March Kauai whale count numbers good

POIPU — The final 2017 Kauai Ocean Count took place Saturday under sunny and clear skies, although some wind in the later morning hours created chop and white caps which hindered the sightings of whales.

But that didn’t keep the numbers from being good.

“Overall, sightings of humpback whales at the Kauai sites was higher than expected for a March count,” said Jean Souza, the Kauai programs coordinator for the Hawaiian Islands Humpback Whale National Marine Sanctuary.

“Based on the informal tally, Kauai sites averaged two whales per 15-minute count period. This is nearly double the average number of whales sighted on Oahu and Hawaii Island.”

Cindy Among-Serraro, the Sanctuary Ocean Count project coordinator from Oahu, said more than 380 volunteers gathered data at 48 sites from the shores of Oahu, Kauai and Hawaii Island on Saturday.

A total of 85 whale sightings were recorded during the 8:30 to 8:45 a.m. time period — the most of any time period during the day’s count.

The day finished with Kauai reporting two whale sightings during a 15-minute time period, compared with the one sighting each reported by Oahu and Hawaii counters.

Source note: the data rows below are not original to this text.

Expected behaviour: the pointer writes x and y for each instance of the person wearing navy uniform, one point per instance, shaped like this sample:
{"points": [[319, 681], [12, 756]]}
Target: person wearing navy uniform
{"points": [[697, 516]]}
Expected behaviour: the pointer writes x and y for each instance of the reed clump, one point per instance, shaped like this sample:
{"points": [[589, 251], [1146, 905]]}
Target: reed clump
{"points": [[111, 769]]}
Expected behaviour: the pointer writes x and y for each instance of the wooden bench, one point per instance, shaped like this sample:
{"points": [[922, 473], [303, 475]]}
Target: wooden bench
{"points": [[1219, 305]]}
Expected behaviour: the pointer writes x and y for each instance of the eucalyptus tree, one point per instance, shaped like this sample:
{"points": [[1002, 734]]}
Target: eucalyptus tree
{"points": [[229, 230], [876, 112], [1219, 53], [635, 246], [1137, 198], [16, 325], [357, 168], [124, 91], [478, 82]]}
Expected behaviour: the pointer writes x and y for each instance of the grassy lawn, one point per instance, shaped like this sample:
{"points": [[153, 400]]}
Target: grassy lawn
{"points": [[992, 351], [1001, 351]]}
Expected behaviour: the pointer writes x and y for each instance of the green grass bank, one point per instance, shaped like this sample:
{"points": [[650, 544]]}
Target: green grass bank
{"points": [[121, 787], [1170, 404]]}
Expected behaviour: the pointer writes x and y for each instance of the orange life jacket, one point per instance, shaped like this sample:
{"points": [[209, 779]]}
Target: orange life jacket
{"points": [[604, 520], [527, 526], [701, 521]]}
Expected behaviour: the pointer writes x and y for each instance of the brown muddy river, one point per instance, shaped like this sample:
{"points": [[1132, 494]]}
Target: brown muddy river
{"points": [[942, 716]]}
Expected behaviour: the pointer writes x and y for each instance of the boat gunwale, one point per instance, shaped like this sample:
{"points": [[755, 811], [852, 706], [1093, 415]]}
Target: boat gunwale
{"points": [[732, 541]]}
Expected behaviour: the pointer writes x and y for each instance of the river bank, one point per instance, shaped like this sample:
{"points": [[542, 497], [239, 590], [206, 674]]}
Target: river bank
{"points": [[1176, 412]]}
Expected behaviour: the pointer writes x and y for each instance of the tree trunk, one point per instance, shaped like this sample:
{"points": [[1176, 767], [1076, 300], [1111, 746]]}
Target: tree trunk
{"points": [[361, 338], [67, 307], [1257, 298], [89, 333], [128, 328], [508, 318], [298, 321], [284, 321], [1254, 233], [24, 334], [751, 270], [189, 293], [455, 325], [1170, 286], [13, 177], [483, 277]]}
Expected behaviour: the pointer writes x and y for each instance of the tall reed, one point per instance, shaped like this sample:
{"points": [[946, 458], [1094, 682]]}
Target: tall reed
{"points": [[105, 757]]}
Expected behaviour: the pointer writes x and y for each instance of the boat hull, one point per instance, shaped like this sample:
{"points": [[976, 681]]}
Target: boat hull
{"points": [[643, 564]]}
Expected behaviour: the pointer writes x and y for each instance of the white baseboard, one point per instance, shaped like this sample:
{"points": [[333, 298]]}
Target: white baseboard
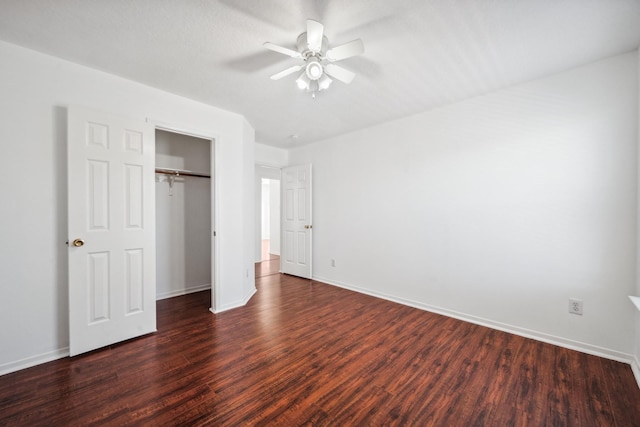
{"points": [[635, 367], [185, 291], [516, 330], [30, 361], [237, 304]]}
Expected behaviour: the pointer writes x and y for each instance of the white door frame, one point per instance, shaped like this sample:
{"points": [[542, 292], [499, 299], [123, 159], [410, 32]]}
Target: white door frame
{"points": [[214, 142], [296, 222]]}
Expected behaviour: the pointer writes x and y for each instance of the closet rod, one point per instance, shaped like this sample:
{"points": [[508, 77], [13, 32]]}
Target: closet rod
{"points": [[180, 172]]}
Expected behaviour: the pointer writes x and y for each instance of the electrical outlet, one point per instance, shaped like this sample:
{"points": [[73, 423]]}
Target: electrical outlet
{"points": [[575, 306]]}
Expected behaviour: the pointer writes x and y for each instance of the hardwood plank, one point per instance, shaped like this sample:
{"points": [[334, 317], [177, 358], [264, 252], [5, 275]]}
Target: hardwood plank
{"points": [[305, 353]]}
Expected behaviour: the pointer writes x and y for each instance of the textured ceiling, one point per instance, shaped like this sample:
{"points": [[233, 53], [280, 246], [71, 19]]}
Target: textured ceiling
{"points": [[419, 54]]}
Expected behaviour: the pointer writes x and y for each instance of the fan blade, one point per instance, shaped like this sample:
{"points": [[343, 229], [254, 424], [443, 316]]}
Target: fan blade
{"points": [[314, 35], [339, 73], [344, 51], [284, 50], [286, 72]]}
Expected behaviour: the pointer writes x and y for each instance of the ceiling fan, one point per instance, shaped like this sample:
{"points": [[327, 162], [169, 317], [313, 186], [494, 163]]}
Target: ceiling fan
{"points": [[318, 69]]}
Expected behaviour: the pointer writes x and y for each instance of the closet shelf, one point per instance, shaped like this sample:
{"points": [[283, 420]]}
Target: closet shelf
{"points": [[181, 172]]}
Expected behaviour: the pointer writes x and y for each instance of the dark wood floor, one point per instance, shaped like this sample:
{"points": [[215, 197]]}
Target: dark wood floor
{"points": [[306, 353]]}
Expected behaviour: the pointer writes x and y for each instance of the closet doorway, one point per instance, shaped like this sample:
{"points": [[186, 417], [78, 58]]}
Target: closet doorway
{"points": [[184, 214]]}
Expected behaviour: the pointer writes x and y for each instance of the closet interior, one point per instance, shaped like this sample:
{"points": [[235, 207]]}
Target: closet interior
{"points": [[183, 214]]}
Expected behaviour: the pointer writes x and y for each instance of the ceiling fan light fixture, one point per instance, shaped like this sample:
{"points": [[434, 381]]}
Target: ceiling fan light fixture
{"points": [[314, 69], [324, 82], [303, 81]]}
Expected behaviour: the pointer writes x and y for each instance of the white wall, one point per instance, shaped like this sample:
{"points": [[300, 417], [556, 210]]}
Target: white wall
{"points": [[183, 216], [636, 362], [33, 257], [271, 156], [496, 209]]}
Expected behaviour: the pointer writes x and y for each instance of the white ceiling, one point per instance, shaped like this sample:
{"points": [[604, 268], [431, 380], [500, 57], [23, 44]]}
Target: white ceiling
{"points": [[419, 54]]}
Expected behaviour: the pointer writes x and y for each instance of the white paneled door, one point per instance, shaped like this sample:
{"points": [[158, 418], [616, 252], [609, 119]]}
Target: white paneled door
{"points": [[111, 164], [295, 256]]}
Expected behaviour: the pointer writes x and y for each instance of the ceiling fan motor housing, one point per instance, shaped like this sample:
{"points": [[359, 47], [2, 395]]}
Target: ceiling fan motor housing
{"points": [[304, 50]]}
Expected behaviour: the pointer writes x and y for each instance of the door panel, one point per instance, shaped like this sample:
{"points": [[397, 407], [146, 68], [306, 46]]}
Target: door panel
{"points": [[112, 221], [296, 222]]}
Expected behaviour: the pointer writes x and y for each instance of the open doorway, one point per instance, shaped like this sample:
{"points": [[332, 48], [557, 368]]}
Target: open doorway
{"points": [[270, 220], [268, 233]]}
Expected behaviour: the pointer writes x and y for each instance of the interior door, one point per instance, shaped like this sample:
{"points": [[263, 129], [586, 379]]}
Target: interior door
{"points": [[297, 228], [111, 229]]}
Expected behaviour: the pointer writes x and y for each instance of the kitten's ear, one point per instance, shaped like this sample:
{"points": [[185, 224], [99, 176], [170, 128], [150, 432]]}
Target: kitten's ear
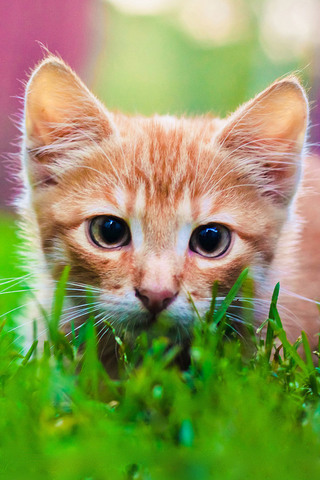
{"points": [[58, 104], [265, 138]]}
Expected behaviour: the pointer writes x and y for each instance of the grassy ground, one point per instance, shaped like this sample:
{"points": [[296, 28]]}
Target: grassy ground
{"points": [[229, 416]]}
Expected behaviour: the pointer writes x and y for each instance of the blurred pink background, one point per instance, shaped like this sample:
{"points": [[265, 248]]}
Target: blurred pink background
{"points": [[67, 27]]}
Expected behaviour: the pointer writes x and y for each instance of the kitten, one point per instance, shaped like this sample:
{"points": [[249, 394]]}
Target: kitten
{"points": [[150, 210]]}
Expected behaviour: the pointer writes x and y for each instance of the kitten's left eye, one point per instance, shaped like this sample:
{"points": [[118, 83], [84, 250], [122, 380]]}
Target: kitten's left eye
{"points": [[211, 240], [109, 232]]}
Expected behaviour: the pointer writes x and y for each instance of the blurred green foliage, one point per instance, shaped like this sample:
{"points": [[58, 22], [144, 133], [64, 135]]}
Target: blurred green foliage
{"points": [[151, 66]]}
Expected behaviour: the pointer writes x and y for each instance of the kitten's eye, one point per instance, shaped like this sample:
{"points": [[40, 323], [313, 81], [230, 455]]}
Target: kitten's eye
{"points": [[109, 232], [211, 240]]}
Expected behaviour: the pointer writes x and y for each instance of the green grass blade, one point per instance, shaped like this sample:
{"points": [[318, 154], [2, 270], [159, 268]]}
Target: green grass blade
{"points": [[222, 310], [57, 304]]}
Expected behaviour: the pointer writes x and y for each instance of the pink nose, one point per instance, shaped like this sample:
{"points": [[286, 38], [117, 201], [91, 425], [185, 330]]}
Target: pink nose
{"points": [[156, 300]]}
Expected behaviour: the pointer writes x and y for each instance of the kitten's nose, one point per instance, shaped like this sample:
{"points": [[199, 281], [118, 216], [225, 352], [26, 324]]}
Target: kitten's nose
{"points": [[156, 300]]}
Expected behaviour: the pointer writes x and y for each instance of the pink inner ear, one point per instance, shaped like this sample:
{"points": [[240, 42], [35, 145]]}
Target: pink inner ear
{"points": [[58, 104], [278, 114]]}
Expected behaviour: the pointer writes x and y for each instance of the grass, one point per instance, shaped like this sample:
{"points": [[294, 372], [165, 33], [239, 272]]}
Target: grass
{"points": [[235, 413]]}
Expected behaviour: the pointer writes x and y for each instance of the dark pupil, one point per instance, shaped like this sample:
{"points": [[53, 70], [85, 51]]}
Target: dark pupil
{"points": [[209, 238], [112, 231]]}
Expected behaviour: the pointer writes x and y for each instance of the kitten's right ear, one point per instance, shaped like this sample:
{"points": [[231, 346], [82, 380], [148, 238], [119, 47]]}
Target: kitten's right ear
{"points": [[59, 107]]}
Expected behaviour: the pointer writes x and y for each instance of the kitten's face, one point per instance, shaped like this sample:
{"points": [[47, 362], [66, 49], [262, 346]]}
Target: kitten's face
{"points": [[151, 211]]}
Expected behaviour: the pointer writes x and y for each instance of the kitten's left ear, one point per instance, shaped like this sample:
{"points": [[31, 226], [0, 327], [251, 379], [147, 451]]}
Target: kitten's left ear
{"points": [[58, 106], [265, 138]]}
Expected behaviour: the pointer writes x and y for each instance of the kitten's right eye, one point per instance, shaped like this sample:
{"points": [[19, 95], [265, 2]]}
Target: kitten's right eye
{"points": [[109, 232]]}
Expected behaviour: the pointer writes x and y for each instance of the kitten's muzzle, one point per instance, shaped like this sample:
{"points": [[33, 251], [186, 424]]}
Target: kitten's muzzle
{"points": [[156, 301]]}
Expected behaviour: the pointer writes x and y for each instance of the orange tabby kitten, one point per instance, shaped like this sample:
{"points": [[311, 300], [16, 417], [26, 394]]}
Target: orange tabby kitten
{"points": [[148, 210]]}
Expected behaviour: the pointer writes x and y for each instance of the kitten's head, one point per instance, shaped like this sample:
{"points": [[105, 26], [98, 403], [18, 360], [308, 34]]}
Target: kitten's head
{"points": [[151, 210]]}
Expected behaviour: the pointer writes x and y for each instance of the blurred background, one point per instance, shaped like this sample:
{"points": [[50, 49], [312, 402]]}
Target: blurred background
{"points": [[177, 56]]}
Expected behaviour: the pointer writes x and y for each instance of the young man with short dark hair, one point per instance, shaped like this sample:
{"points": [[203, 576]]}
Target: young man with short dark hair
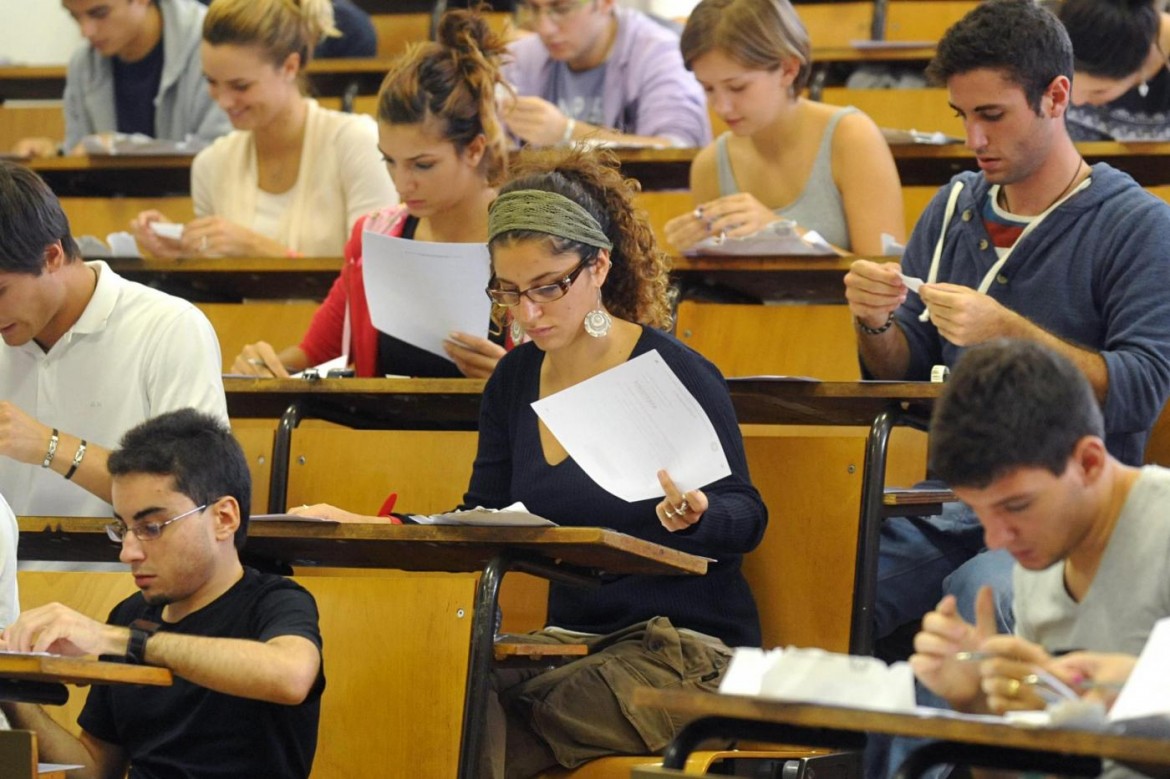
{"points": [[1037, 245], [243, 646], [139, 71], [87, 356], [1019, 435], [597, 70]]}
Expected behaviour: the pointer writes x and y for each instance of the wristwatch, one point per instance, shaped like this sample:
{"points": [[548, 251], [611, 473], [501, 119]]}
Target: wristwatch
{"points": [[136, 648]]}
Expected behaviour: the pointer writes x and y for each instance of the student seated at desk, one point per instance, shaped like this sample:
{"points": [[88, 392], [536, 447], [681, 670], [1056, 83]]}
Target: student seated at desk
{"points": [[294, 177], [1019, 436], [137, 73], [245, 647], [576, 264], [87, 356], [1037, 245], [598, 70], [1122, 85], [444, 146], [827, 169]]}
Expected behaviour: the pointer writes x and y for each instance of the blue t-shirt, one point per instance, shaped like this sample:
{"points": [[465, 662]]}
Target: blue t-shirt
{"points": [[135, 89]]}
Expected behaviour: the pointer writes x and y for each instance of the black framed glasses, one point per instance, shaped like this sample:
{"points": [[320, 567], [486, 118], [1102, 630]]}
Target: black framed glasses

Souza said volunteers at North Shore sites, including the Kilauea Point National Wildlife Refuge — Kilauea Lighthouse (four sightings per 15-minute count period) and Crater Hill (five sightings per 15-minute count period) — and The Cliffs at Princeville sighted more whales Saturday than they did during the Feb. 25 count. These were among the top sites for March.

Poipu Beach Park came in the unofficial tally as “less than one” despite the sightings of blows and backs by volunteers.

“Poipu Beach Park, due to its elevation near sea level, has more whales than indicated due to the timing of the count periods versus when the whales showed themselves,” Souza said.

“We had a full breach in the first 30 minutes of the count,” said Bruce Parsil, the naturalist at the site. “And even before the count started, volunteers saw a monk seal swimming in the water before it hauled out at the tumbolo at the Poipu Beach Park.”

Parsil and his wife Christy were among the 92 volunteers who participated in the final count at 15 sites on Kauai.

Parsil was among the naturalists who offered whale education to nearly 200 members of the public during the count.

Ed Schepker, the site leader at Kaiwa Point at Poipu, reported a mom and calf at that site all morning.

“Occasionally, a singleton would join the pair,” Souza said. “Mom and calves normally prefer the protected nearshore areas. Mike Kano, the site leader at Ninini Lighthouse, similarly observed a mom and calf deep within Kalapaki Bay before the count.”

The Ocean Count serves to promote public awareness about humpback whales, the sanctuary, and shore-based whale watching opportunities.

The count is conducted three times each year during the peak whale sighting season, providing a snapshot of humpback whale sightings from the shoreline.

Count volunteers tally humpback whale sightings and document the animals’ surface behaviors during the survey.